Jazz Aviation offers new program that gives qualified aviation students a more direct pathway to a major airline
When Jenna Yee dreamed of becoming a pilot, the University of Waterloo aviation student assumed she’d start small, spending time in the north to get her flying career off the ground.
But a new five-year agreement between the University of Waterloo and the Jazz Aviation Pathways Program (Jazz APP) means some aviation students will get a jump on a more direct career pathway with a major airline.
“This opportunity really opens a whole new pathway into the industry,” says Yee.
Jazz APP provides a direct career path for qualifying aviation students in their final year of study, offering flight simulator evaluations, student scholarships, and the opportunity for top-performing grads to transition to First Officer positions with Jazz or its affiliates.
Members of this year’s graduating class are looking forward to the opportunity to be considered for direct entry into a major airline, said Ian McKenzie, Director of Aviation at Waterloo. “Our graduates currently fly globally to every continent, even Antarctica. The Jazz APP offers a 4 to 5-year jump start to their aviation career.
In a press release, Steven Linthwaite, vice-president, flight operations, said Jazz announced agreements on its 10th anniversary with both the University of Waterloo and Conestoga College Institute of Technology and Advanced Learning.
“Conestoga and Waterloo both offer high-calibre programs and are excellent additions to the Jazz APP during this milestone year. We’re pleased that both institutions share our vision of creating a strong future for the pilot profession in Canada and we look forward to furthering our relationship with Conestoga and Waterloo toward these common goals,” said Linthwaite.
Waterloo’s aviation program is also in its tenth year and celebrating its seventh graduating class. “The University of Waterloo is pleased to join the Jazz Aviation Pathway Program and welcome their recognition of the high quality of our aviation graduates,” McKenzie said.
As part of the announcement, Jazz announced the first recipients of two new annual scholarships recognizing outstanding student contributions to safety, leadership and professionalism.
Jenna Yee was named the inaugural winner of the Jazz Aviation Pathway Award for Professionalism.

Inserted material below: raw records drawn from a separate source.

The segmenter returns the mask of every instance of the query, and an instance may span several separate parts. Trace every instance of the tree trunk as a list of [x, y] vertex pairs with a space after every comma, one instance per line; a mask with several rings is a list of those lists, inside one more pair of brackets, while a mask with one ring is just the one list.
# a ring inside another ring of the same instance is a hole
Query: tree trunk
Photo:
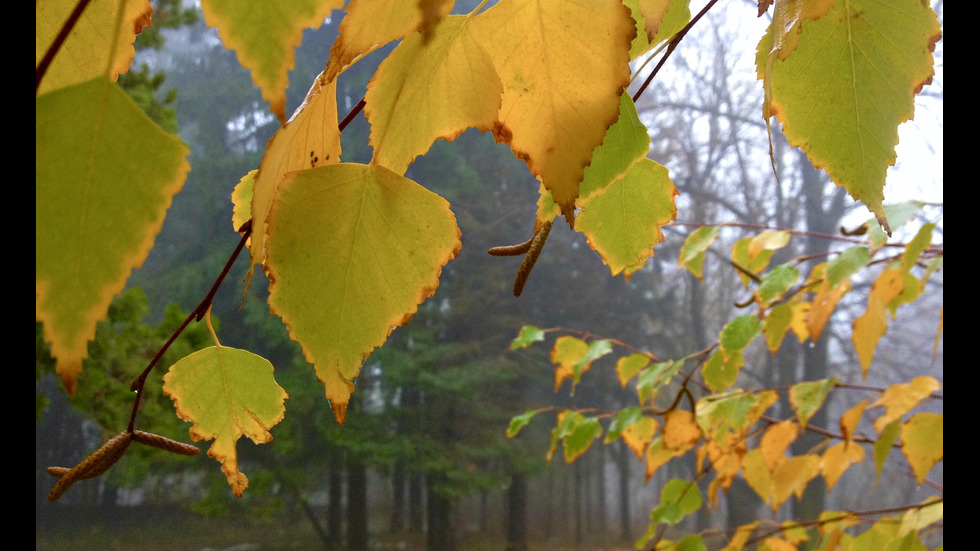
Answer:
[[388, 531], [397, 534], [405, 528], [405, 463], [396, 461], [391, 471], [391, 520]]
[[516, 474], [507, 491], [507, 551], [527, 548], [527, 477]]
[[619, 462], [619, 538], [633, 541], [633, 528], [630, 526], [630, 450], [626, 445], [616, 446]]
[[435, 491], [443, 475], [429, 475], [426, 503], [429, 513], [428, 551], [452, 551], [455, 544], [452, 523], [452, 502]]
[[367, 551], [367, 468], [348, 456], [347, 462], [347, 551]]
[[327, 490], [327, 546], [330, 549], [340, 549], [344, 537], [344, 457], [340, 448], [331, 447], [328, 453], [330, 488]]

The Science and Aviation student says she doesn’t see a bad path in the industry. And while she is willing to move North if that’s where her career path leads, she’s grateful for the potential short cut to working for a regional carrier. “It’s such a fantastic opportunity.”
For Geography and Aviation student Jessalyn Teed, winning the inaugural Jazz Aviation Pathway Award for Professionalism and Diversity is meaningful validation of her efforts. Over the past three years, Teed has worked to incorporate elements of leadership, professionalism and diversity into both her studies and her volunteer activities. “To be able to be recognized for those qualities means a lot to us as pilots going forward.” During her time at Waterloo, Teed helped to establish and grow the Aviation TA Team, volunteered as a coordinator for the Waterloo Wellington Flight Centre Golf Tournament and served as a Women in Aviation Ambassador, helping to coordinate last year’s Girls Can Fly event. “It's been awesome to see more girls come into the program,” she said.
Yee and Teed will each be awarded a $3,000 scholarship and an opportunity to participate in the Jazz Aviation Pathway Program selection process.